Avec le temps, l’Empire fondé en Russie par les épigones du Tchinguiz-Khan, restauré par les lieutenants de Timour, alla s’affaiblissant et se disloquant, moins sous les coups des princes chrétiens slaves que par l’incapacité des peuples turco-mongols à dépasser un certain stade de civilisation. Les petits despotes russes, qui baisaient l’étrier d’or du Khan des Tatars, étaient en fait à peu près indépendants dans leur fief et finirent par s’émanciper complètement. « Les princes de Moscou, écrit l’historien Karamzine, prirent l’humble titre de serviteurs des Khans, et c’est par-là qu’ils devinrent de puissants monarques. » « Les premiers tsars de Moscovie furent les descendants politiques non des princes russes, mais des Khans tatars ; » Alfred Rambaud, qui cite ce jugement de Wallace, ajoute : « Les principautés russes auraient sans doute fini par se fondre dans une même domination, mais l’unité russe se serait faite, comme l’unité française, sans détruire entièrement les autonomies locales, les privilèges des villes et les droits des sujets : c’est l’écrasement sous la domination mongole qui a étouffé tout germe de liberté politique. » Il suffit de comparer les conceptions russes de la monarchie et du gouvernement avec celles des autres peuples slaves plus occidentaux, plus européens, pour mesurer toute l’épaisseur de limon asiatique que les débordements périodiques du lointain Orient ont déposé sur le sol russe.

Depuis l’élimination progressive des dominations mongoles jusqu’à Pierre le Grand, la Russie garde son caractère et son décor asiatiques.
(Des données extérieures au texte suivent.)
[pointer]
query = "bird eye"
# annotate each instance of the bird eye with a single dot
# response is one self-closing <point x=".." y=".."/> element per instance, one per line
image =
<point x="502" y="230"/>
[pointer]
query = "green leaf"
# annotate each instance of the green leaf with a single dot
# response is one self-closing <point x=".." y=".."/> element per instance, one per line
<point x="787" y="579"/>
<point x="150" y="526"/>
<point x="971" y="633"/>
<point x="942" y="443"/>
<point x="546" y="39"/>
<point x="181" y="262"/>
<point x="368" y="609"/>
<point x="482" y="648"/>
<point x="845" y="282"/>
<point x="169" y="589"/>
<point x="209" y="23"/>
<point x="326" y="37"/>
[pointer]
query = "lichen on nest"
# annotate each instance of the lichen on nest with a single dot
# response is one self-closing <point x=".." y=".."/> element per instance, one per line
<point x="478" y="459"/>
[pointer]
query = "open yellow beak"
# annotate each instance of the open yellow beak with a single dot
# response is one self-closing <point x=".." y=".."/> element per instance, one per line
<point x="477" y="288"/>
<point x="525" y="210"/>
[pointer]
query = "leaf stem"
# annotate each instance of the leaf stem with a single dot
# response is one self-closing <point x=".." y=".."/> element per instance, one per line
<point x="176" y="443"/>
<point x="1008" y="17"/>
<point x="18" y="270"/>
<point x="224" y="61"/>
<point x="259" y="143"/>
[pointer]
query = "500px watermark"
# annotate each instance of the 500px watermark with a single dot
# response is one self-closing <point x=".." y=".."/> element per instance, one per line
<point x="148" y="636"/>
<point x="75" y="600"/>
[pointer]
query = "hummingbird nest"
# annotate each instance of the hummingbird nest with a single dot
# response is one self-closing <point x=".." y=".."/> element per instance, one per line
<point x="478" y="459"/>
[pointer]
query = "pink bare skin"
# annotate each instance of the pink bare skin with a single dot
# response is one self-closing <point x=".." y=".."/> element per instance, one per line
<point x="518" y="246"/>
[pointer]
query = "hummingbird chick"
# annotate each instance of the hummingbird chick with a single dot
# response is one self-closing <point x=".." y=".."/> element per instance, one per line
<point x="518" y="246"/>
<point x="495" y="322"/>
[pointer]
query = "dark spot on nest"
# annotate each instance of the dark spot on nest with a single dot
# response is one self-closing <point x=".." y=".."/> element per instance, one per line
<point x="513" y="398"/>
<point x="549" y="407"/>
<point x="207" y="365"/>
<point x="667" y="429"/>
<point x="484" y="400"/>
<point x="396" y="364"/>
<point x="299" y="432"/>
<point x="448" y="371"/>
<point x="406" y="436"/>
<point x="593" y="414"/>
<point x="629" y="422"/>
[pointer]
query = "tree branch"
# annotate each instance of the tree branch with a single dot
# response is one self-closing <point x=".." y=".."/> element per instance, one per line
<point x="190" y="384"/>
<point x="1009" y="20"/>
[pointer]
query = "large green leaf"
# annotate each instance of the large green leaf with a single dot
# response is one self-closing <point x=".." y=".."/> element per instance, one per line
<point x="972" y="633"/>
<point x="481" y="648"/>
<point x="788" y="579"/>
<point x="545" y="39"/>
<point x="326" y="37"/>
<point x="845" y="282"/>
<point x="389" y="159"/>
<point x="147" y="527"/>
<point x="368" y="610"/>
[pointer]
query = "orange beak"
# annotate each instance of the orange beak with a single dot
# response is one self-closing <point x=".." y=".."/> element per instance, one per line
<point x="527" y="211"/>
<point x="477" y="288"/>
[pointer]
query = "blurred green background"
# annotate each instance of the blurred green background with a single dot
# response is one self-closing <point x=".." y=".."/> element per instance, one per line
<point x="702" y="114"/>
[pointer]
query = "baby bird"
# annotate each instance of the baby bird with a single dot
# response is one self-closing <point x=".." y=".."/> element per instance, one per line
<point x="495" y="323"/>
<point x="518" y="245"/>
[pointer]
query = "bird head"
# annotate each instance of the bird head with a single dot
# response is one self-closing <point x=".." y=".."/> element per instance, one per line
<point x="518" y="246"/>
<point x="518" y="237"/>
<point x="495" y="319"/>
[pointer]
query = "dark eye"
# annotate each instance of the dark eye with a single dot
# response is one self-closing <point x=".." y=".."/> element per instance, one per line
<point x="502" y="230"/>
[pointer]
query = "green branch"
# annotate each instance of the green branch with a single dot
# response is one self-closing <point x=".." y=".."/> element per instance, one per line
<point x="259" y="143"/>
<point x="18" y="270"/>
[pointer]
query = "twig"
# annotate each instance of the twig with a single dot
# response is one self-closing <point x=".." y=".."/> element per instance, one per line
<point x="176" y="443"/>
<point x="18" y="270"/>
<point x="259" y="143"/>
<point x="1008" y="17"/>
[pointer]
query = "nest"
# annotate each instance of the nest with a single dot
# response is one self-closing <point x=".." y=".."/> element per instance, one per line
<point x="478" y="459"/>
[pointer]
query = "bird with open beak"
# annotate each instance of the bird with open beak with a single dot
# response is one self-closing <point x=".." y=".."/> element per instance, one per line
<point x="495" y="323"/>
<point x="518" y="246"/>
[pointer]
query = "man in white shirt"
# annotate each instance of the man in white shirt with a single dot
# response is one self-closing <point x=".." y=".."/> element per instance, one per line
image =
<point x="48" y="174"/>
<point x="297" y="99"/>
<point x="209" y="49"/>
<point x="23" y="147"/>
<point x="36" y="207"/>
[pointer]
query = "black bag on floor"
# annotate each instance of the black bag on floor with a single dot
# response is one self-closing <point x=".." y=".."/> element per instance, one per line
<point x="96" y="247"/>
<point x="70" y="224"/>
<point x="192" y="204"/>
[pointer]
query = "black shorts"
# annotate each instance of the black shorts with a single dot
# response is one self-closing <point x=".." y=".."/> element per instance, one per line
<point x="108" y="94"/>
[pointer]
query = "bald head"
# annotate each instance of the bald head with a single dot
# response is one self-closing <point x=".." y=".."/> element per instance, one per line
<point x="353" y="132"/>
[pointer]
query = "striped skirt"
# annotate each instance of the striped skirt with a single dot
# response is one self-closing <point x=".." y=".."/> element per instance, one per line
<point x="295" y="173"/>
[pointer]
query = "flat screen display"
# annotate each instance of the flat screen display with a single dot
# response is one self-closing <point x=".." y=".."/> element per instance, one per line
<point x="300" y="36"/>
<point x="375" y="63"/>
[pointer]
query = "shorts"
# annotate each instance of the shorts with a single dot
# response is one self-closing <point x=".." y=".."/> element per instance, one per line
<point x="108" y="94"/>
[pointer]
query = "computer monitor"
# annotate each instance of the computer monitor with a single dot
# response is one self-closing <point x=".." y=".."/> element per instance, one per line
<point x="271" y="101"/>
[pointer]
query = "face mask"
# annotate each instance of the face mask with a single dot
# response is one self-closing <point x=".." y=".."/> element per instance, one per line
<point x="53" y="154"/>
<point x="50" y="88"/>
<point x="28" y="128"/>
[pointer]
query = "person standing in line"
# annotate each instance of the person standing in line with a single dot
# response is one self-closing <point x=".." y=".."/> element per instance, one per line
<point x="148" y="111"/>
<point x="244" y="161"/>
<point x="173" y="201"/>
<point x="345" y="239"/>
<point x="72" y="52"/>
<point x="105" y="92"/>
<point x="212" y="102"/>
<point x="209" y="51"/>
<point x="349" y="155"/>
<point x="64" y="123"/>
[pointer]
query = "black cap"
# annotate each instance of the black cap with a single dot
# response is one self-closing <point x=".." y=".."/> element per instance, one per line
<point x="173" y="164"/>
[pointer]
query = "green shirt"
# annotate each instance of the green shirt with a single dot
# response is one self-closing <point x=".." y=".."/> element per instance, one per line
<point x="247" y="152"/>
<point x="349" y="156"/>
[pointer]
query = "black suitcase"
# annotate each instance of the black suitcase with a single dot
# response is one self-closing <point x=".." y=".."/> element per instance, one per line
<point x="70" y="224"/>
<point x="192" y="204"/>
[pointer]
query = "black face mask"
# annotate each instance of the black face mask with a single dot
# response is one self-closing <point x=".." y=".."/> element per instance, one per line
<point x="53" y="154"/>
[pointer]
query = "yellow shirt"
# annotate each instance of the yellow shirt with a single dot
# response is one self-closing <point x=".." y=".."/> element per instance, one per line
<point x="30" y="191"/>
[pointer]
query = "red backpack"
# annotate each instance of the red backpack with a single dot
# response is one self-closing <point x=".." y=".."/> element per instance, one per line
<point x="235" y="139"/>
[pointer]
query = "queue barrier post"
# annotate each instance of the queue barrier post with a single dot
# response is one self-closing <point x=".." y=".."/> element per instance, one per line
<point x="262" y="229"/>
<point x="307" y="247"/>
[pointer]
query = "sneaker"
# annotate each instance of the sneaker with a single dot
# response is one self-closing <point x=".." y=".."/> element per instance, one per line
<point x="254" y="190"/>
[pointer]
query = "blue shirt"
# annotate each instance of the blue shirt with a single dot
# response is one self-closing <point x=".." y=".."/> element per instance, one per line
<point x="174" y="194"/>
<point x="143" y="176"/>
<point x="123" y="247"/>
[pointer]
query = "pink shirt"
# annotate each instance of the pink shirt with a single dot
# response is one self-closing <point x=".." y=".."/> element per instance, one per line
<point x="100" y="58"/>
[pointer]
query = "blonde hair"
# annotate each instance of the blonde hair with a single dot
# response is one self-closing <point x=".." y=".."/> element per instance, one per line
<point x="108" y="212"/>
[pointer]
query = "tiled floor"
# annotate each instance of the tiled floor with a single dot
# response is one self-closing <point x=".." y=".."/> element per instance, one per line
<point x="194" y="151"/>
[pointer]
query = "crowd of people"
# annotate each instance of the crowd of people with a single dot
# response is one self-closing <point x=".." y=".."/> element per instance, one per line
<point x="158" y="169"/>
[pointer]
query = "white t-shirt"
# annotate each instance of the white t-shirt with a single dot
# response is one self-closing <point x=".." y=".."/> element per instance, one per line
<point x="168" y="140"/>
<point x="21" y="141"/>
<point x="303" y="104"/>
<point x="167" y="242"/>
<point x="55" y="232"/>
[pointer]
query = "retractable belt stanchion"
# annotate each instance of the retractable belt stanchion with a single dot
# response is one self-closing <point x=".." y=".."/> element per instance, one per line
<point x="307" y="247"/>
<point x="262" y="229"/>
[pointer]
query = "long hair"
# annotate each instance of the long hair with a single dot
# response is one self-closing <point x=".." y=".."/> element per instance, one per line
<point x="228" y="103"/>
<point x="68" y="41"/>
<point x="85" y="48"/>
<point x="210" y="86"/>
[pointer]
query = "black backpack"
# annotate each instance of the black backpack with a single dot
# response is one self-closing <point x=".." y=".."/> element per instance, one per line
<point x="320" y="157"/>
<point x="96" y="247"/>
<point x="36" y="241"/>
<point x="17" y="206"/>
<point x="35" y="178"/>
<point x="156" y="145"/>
Despotisme sans frein, tragédies de famille, atroces cruautés, réclusion des femmes dans le terem, longues robes de soie et de fourrure, barbes et bonnets, tout cela c’est l’Asie et c’est aussi Byzance ; mais Byzance elle-même était plus asiatique qu’hellénique, si bien que la Russie est en quelque sorte au confluent d’un doublé courant de corruption et de barbarie asiatique dont l’un vient du Bosphore et l’autre de la Mongolie et du Turkestan.